Serving Suggestions:
Wonderful now, but I will be happy to have this wine in ten years. It will become even more smooth, and take on a strapped leather flavor component, as well as many other complexities. Wines like this benefit markedly by cellaring them. I feel this wine will be a 93-94 pointer as time goes on.

Escarole, Fish & White Bean Salad

This is relatively easy to put together, and is quite healthy.

Good sized lunch four.

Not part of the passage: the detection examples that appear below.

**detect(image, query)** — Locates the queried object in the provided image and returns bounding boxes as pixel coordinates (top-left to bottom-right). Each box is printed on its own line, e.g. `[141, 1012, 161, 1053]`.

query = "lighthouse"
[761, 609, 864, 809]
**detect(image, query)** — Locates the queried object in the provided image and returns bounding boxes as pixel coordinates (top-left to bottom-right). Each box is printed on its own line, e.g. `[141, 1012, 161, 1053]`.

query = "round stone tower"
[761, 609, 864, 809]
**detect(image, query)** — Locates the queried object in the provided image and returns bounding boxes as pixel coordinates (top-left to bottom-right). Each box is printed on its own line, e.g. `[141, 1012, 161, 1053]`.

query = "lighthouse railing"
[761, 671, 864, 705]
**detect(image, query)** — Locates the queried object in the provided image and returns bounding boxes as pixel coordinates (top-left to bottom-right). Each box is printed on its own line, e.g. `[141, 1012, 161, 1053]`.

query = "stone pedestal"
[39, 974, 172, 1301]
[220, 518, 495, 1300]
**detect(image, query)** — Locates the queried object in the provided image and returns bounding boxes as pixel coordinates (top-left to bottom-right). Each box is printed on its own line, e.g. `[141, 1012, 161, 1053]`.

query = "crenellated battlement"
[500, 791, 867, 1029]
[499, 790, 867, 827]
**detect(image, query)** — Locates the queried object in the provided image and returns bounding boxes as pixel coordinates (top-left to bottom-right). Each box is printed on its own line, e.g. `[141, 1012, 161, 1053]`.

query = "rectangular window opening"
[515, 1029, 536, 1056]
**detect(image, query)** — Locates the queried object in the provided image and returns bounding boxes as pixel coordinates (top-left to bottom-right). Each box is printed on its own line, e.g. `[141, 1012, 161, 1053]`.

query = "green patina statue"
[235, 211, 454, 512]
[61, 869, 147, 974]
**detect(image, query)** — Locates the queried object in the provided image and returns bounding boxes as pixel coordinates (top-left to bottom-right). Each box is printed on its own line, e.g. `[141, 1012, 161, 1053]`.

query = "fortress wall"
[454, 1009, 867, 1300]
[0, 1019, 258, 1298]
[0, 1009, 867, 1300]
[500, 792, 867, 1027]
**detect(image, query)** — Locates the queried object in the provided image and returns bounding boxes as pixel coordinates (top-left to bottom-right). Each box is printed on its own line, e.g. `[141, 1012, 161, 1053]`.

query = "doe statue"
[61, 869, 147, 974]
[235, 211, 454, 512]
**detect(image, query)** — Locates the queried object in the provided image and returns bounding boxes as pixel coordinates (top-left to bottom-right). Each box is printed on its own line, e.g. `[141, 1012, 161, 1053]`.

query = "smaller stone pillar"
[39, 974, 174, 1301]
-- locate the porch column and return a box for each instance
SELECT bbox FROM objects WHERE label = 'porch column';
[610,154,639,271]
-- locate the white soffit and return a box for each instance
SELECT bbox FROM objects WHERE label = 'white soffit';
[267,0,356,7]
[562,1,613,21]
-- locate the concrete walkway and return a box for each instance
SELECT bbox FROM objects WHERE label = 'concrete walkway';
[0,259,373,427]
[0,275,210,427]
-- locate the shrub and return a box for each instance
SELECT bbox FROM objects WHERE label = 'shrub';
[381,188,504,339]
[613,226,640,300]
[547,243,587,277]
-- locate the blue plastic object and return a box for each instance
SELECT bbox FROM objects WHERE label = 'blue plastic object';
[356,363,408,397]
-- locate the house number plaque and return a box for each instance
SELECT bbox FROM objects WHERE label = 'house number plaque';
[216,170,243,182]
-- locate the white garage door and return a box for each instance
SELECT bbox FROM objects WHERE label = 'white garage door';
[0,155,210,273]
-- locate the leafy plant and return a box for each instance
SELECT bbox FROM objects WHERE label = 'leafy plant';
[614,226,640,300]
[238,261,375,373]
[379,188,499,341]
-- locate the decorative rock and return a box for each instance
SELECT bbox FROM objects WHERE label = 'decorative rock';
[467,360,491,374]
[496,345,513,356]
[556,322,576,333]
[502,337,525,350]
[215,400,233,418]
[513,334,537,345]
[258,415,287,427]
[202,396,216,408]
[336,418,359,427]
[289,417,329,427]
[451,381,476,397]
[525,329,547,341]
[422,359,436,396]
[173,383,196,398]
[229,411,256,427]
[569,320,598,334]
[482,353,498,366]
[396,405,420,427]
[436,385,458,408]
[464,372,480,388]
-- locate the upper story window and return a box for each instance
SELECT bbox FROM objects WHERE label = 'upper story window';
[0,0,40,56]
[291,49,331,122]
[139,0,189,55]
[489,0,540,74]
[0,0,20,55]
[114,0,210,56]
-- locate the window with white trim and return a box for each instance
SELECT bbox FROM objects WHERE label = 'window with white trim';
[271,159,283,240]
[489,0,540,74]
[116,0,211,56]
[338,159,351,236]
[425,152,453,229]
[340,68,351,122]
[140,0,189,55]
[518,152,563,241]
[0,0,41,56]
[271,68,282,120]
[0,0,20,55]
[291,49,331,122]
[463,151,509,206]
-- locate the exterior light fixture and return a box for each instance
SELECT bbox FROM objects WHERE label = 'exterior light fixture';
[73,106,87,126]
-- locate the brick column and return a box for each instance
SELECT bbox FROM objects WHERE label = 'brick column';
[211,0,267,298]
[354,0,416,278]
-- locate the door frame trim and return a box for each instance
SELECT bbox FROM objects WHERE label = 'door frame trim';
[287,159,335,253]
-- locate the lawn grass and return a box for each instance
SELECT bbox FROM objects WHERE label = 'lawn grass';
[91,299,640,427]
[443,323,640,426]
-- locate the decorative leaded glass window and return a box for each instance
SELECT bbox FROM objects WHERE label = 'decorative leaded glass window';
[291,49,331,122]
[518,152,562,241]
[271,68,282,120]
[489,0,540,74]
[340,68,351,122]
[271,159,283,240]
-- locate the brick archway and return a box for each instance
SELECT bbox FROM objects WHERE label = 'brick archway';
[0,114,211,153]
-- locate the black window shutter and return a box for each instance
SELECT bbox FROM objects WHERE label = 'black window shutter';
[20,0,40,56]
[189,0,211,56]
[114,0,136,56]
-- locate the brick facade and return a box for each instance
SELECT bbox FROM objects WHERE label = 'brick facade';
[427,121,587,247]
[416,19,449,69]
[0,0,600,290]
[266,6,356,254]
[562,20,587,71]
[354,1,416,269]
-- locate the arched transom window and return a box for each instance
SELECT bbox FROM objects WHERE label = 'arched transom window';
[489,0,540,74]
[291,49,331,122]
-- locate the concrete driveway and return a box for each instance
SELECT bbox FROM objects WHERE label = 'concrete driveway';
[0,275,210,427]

It’s delicious with our Rosé selection this month 2015 Domaine Houchart Rosé, Tete de Cuvee



  • 4 pieces of Swordfish (5 ounces each), Sea Bass, or other Fresh, White Fleshed Fish
  • Pinch each of salt and freshly ground pepper
  • 3 teaspoons Herbs de Provence
  • 1 tomato, sliced thin


  • 1/3 extra virgin olive oil
  • 3 tablespoons lemon juice
  • 2 tablespoon Dijon mustard
  • 1 tablespoon white balsamic vinegar
  • 1/4 cup finely chopped shallots


  • 1 cup of crumbled goat cheese
  • 10 cups chopped escarole
  • 1/2 cup pinenuts, lightly toasted
  • 1 12-ounce can of white beans, rinsed
  • 1 cup Kalamata olives, pitted


  1. Set aside in refrigerator
  2. Place Dressing ingredients in blender and blend until smooth.
  1.  In a large bowl, place Salad ingredients
  2. Set aside in refrigerator
  1.  Turn your broiler to high, after positioning your rack high in oven
  2. Place Fish on non-stick pan
  3. Sprinkle Herbs de Provence, salt & pepper over Fish
  4. Place tomato slices over each piece
  5. Roast fish for approximately 8-10 minutes or until flaky
  1. Meanwhile, combine dressing and salad ingredients
  2. Distribute salad ingredients evenly to four plates
  3. Add fish to each plate and serve.